Respeto en el lugar de trabajo:
- Fomentar una comunicación abierta, transparente y asertiva, donde se escuchen y consideren las opiniones y preocupaciones de todos.
- Evitar el uso de lenguaje despectivo o conductas hostiles, especialmente hacia personas de menor rango.
- Honrar los horarios de trabajo, siendo puntual en reuniones y en la entrega de asignaciones.
Respeto en la familia:
- Reconocer la necesidad de espacio personal y privacidad de cada integrante de la familia, sin invadir su intimidad.
- Escuchar activamente a cada miembro de la familia, permitiéndole expresar sus opiniones, emociones y preocupaciones sin interrupciones ni críticas despectivas.
- Valorar los roles que cada miembro desempeña en la familia, como las responsabilidades de los padres, los deberes de los hijos y las tareas compartidas.
- Establecer límites claros en cuanto a comportamientos, horarios y reglas en el hogar.
- Reconocer los intereses, gustos y pasatiempos individuales, sin imponer preferencias ni descalificar actividades.
Respeto hacia la naturaleza:
- Cuidar el agua como recurso vital, evitando su desperdicio y empleando prácticas de ahorro en actividades cotidianas como el riego, la limpieza y el consumo personal.

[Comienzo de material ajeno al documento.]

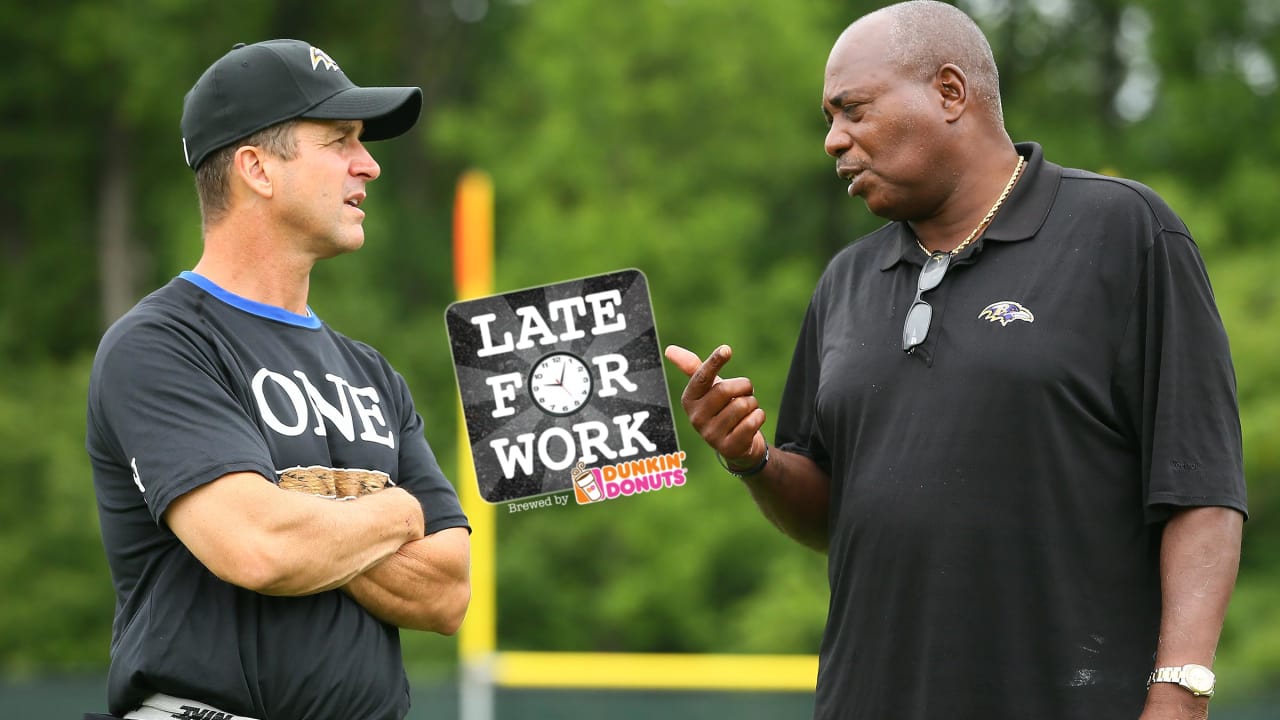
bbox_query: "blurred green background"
[0,0,1280,717]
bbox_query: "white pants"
[124,694,253,720]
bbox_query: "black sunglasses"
[902,252,951,352]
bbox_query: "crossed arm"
[165,473,471,633]
[666,345,831,552]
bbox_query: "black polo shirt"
[776,143,1245,720]
[86,273,467,720]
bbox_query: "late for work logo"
[445,270,685,505]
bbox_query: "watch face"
[1183,665,1213,693]
[529,352,593,415]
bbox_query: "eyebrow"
[333,120,361,135]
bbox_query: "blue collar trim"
[178,270,320,331]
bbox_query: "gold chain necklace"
[915,155,1027,258]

- Evitar dañar la vegetación y los hábitats de los animales.
- Colaborar en actividades de reforestación, limpieza de playas o parques y programas de conservación.
Respeto en la política:
- Fomentar el diálogo y el debate respetuoso entre ciudadanos y representantes de distintas ideologías.
- Defender los derechos humanos y las libertades fundamentales de todos los ciudadanos.
Finalmente, como ya lo decía Kant, el respeto como un valor universal es un “imperativo categórico” (Kant, 2012). Es decir, se lo debe practicar por sí mismo, porque vale incondicionalmente para todo ser racional, más allá de cualquier consideración accidental o subjetiva. La ética del respeto supone entonces una “segunda mirada”, más atenta, más humana, que vaya de la simple percepción de la primera mirada, hacia el bien al que deberían tender todas las personas y las cosas.
Obras citadas:
Comte-Sponville, A. (2001). Diccionario filosófico. Paidós.
Elias, N. (1982). La sociedad cortesana. Fondo de Cultura Económica.
Gómez de Silva, G. (1985). Breve diccionario etimológico de la lengua española. Fondo de Cultura Económica.
Gómez, J. A. M. (2010). La dignidad como fundamento del respeto a la persona humana. Contribuciones a las ciencias sociales, (2010-02).
Honneth, A. (1997). La lucha por el reconocimiento: Por una gramática moral de los conflictos sociales. Crítica.
Juan XXIII. (1963). Pacem in Terris [Encíclica]. Libreria Editrice Vaticana.
Kant, I. (2012). Fundamentación de la metafísica de las costumbres (M. García Morente, Trad.). Ediciones Akal. (Obra original publicada en 1785).
MacIntyre, A. (1987). Tras la virtud. Austral.
Sennett, R. (2003). El respeto: Sobre la dignidad del hombre en un mundo de desigualdad. Anagrama.